Il envisage la pratique de l’instrument millénaire qu’est le violon dans la continuité et la diversité de son histoire : l’improvisation, la musique populaire, ou les musiques tziganes font autant partie de son univers et de sa vie de musicien que la tradition occidentale et, en particulier, le violon baroque, dont il est spécialiste. Cet itinéraire le conduit à interpréter autrement les répertoires classiques, romantique et contemporain. Professeur de violon baroque au CNSM de Paris de 1993 à 1998, Patrick Bismuth enseigne actuellement cette discipline au CNR de Boulogne-Billancourt.

Il n’hésite pas à enregistrer coup sur coup pour les éditions Stil, en 1990, les Six Sonates pour violon et clavecin avec Marinette EXTERMANN et, en 1991, les Six Sonates et Partitas pour violon seul de J.S. BACH. Il reçoit en 1998 le premier Prix International Antonio Vivaldi, décerné par la Fondation Cini à Venise.

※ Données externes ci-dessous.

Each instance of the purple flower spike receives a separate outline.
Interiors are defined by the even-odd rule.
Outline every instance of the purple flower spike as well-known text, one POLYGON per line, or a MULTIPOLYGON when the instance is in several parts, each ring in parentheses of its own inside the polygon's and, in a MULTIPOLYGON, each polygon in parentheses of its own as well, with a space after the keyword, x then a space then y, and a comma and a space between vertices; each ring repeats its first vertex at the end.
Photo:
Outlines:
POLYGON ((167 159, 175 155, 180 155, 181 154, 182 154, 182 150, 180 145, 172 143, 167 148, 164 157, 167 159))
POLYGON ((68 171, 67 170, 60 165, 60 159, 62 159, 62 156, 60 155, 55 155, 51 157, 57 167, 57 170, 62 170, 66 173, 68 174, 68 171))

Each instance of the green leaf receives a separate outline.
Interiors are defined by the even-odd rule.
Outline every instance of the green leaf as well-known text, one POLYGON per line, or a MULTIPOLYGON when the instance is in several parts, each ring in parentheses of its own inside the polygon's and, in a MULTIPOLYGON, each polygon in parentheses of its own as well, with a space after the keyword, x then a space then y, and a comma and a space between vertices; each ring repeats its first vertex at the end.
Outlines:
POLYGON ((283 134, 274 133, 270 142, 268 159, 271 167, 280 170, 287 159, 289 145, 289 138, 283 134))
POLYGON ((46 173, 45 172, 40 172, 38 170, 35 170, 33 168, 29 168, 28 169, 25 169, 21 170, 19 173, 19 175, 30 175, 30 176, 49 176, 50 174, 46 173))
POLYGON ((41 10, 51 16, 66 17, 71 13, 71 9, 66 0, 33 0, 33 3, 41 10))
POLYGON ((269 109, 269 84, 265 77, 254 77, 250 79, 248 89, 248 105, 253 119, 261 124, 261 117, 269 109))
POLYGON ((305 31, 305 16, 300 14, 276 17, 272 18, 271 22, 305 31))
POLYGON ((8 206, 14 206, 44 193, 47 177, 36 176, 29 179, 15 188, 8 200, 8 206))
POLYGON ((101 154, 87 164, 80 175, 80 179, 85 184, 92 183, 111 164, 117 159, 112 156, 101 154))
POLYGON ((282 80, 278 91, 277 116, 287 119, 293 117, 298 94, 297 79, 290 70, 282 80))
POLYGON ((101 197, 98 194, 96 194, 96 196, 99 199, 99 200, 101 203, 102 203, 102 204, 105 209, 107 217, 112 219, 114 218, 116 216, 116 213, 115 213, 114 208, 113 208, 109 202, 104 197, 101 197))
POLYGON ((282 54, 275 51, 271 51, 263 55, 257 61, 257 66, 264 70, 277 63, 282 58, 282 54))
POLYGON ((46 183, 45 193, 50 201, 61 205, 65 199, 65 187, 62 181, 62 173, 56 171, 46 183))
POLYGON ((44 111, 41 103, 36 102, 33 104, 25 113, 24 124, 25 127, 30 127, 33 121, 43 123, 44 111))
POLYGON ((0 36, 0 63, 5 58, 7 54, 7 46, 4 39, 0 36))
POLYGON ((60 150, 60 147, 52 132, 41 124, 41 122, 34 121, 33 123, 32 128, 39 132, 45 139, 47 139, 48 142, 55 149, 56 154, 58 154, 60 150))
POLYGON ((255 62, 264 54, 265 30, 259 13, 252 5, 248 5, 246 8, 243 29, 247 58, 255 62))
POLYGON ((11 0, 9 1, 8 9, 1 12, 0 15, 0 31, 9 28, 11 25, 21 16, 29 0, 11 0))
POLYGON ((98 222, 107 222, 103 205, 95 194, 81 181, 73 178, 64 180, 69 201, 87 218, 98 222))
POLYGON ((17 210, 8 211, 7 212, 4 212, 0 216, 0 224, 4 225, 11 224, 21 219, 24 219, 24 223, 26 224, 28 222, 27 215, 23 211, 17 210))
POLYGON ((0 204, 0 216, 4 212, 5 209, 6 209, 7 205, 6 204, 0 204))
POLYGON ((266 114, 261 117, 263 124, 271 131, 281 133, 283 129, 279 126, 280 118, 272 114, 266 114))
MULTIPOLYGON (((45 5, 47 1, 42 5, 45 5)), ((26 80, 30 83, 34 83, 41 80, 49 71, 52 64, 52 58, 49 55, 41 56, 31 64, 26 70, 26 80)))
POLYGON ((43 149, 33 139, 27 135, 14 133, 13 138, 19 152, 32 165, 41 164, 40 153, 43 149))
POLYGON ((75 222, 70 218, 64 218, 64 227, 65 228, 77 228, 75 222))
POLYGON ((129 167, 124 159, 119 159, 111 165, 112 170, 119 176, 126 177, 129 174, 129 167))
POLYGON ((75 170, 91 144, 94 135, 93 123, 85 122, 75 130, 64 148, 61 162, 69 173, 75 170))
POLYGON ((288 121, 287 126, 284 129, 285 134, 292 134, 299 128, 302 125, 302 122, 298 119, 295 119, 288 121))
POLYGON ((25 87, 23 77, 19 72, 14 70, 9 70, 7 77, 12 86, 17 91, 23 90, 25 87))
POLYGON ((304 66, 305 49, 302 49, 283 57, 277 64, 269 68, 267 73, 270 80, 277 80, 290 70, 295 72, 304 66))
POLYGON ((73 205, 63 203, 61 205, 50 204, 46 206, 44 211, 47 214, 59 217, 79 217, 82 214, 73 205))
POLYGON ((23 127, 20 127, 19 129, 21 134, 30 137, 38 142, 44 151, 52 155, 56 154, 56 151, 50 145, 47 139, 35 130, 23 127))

Il vient d’enregistrer un coffret de 2 CD (chez Zig-Zag Territoires) avec Anne GAELS au piano et luthéal : 3ème sonate et Impressions d’enfance d’ENESCO, Tzigane de RAVEL, 9 pièces de KREISLER et Suite sur des airs populaires grecs de Maurice EMMANUEL.

Béatrice MASSIN

Après avoir été interprète dans plusieurs compagnies contemporaines, elle est engagée en 1983 par Ris et Danceries où elle alterne durant dix ans l’interprétation, la recherche sur le répertoire, l’assistanat et la création chorégraphique.

Elle collabore avec de nombreux festivals (Aix-en-Provence) et signe des chorégraphies pour l’Atelier Lyrique de Tourcoing, le Ballet du Rhin, l’Opéra Ballet de Nantes... Béatrice MASSIN fait partager son travail de recherche et de création en assurant un travail de formation sous forme de conférences, démonstrations, stages et ateliers. Elle a le même souci pédagogique et la même exigence, lorsqu’elle s’adresse à un public d’enfants avec les conférences démonstrations conçues pour eux (Opéra Bastille) ou lorsqu’elle s’adresse à des danseurs et des musiciens professionnels.

En 1999, avec sa compagnie Fêtes Galantes, elle conçoit un nouveau programme de reconstitutions et de création, dont la Suite de danse d’Alcina de HAENDEL à la demande de la Cité de la Musique à Paris.

En 1993, grâce à James IVORY elle découvre le monde cinématographique et participe à Jefferson in Paris. En 2000, à la demande de Gérard CORBIAU, elle assure toute la partie chorégraphique de son film Le Roi Danse. Depuis septembre 2001, Fêtes Galantes est en résidence à Cergy-Pontoise. Dans ce cadre, Trio-Tryptique sera la première pièce créée en janvier 2002, suivie à l’automne par Que ma joie demeure sur des musiques de J.S. BACH.